What you need to know about New York’s opioid crisis

By the numbers:The number of opioid-related deaths in New York state increased dramatically in the first three months of 2018.

In April, there were 1,831 opioid-deaths, up from 1,204 in the same period last year.

That number was up from 827 in the third quarter of 2017.

In September, there was 7,857 opioid-dysentery-related death, up 6 percent from the same time last year and up 6.6 percent from a year earlier.

The number is also up from 665 in the final quarter of last year, when the opioid crisis was raging.

It is up from 539 in the fourth quarter of 2016, which was the peak for deaths related to the drug.

In addition to the opioid epidemic, New York State has been hit with several other health crises related to opioid abuse and addiction.

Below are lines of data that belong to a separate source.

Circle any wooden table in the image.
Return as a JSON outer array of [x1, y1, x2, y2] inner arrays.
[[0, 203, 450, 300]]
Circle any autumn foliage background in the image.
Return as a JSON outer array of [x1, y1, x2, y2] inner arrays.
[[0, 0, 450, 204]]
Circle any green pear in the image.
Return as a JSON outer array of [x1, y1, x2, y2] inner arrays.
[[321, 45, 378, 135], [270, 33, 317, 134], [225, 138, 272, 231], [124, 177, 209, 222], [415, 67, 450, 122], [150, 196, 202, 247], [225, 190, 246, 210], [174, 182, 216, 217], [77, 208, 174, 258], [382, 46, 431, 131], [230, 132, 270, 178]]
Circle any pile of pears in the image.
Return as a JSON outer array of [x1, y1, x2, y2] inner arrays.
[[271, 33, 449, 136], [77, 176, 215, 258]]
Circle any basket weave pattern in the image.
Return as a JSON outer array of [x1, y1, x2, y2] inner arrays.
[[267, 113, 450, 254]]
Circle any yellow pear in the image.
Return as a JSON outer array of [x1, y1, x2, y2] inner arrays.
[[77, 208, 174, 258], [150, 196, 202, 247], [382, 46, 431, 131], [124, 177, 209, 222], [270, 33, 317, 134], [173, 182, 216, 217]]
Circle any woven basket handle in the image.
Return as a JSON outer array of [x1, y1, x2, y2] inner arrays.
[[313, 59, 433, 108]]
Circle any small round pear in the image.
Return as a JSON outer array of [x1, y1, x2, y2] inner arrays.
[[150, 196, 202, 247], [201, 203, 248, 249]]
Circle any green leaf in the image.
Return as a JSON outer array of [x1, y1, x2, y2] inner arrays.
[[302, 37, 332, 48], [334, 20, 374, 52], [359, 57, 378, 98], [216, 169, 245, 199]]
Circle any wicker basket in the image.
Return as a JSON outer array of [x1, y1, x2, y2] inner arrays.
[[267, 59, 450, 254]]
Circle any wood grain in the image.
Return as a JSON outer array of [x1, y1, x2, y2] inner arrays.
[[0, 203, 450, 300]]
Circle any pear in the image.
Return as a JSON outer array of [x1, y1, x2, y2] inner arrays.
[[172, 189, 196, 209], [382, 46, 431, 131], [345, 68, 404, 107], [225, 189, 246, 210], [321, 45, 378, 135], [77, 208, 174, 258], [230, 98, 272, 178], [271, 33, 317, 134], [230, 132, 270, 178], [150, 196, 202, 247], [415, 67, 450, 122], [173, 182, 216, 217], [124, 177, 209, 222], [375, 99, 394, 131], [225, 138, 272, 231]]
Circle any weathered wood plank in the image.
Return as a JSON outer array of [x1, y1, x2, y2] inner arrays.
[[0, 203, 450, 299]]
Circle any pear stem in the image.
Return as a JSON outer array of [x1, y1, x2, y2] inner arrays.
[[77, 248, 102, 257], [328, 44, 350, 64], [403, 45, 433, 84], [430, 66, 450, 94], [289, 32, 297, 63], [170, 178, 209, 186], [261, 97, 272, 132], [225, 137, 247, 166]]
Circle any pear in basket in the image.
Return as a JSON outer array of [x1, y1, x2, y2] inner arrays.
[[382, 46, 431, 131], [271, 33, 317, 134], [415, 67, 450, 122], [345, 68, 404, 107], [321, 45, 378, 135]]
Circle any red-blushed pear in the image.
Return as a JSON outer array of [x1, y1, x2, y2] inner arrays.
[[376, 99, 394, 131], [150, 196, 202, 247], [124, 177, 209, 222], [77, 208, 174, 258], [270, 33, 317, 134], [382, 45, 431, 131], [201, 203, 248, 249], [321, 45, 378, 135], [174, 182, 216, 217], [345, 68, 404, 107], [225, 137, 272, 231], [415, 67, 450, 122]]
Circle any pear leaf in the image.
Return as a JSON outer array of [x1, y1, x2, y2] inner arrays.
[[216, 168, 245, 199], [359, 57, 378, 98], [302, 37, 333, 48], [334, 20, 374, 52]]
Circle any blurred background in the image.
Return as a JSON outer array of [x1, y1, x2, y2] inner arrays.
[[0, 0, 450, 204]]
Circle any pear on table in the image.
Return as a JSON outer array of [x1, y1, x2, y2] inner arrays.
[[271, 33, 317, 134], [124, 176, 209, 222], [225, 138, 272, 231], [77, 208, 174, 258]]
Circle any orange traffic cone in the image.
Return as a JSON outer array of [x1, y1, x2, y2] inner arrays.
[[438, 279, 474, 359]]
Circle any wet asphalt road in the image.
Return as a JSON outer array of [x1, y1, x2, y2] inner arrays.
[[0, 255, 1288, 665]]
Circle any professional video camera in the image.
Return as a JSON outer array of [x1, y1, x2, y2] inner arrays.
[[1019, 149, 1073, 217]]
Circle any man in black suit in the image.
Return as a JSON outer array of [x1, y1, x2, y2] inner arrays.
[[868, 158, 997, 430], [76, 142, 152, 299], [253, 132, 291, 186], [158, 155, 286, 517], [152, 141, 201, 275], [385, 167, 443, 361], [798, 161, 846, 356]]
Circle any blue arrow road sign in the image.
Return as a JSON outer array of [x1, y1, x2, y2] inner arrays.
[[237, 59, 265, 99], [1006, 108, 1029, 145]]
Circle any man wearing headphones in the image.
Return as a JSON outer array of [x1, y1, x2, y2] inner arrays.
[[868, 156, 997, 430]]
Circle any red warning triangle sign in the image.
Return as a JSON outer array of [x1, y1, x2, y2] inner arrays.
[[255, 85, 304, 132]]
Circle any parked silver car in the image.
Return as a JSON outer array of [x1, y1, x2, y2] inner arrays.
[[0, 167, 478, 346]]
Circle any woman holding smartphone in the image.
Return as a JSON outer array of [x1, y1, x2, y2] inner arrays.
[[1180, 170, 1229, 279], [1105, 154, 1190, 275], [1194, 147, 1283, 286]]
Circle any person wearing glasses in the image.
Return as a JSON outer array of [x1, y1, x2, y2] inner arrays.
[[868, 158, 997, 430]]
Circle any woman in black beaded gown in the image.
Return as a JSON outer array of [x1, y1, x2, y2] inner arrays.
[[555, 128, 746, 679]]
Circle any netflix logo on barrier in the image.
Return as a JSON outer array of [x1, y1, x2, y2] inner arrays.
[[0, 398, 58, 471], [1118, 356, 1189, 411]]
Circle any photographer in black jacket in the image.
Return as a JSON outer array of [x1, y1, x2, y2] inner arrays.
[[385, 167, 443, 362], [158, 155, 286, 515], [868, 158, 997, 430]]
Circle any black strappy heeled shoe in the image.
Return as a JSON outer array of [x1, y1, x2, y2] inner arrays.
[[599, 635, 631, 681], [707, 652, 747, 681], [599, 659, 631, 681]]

In the first two months of 2019, there have been more than 1,000 overdose deaths in the state, up about 20 percent from 2,400 in the period the first of 2018 ended.

More than 8,000 New Yorkers were treated for opioid- related illnesses in the year.

The state has recorded more than 4,400 overdose deaths from January 1 to September 30, up nearly 6 percent over the same stretch last year.

“New York State continues to be the epicenter of the opioid abuse crisis in the United States.

It is the No. 1 state for heroin and opioid overdose deaths, and the nation’s number one drug-related poisoning site, with more than 2,000 cases reported each day, according to a September report by the Drug Enforcement Administration.

This year’s overdose death toll also surpassed the peak of 2,890 in January 2017, which has been cited by the governor as the state’s “best year ever” for heroin overdose deaths.

The state has been battling heroin overdoses at the highest rate in more than 30 years, the report says.

The number of people who have overdosed on heroin has doubled since 2010, according the Drug Policy Alliance, a group advocating for the legalization of the drug and reducing the availability of opioids for chronic pain.

In a letter to New York City Mayor Bill de Blasio, the group said the city’s death toll from the opioid addiction crisis in New England and in other states has increased dramatically since 2020.

The letter noted that overdose deaths have increased by over 6,000 from the year before, but that New York has seen more than 60,000 new heroin overdoses and more than 25,000 opioid-induced deaths, or more than 200 a day.

New York City’s overall heroin overdose rate jumped to 14.9 deaths per 100,000 residents in 2018 from 7.5 deaths per100,000 in 2017.

The city reported an additional 9,000 heroin overdose cases in September.

The increase was due in part to the death of a woman who overdosed and died at a Bronx hospital on Aug. 4.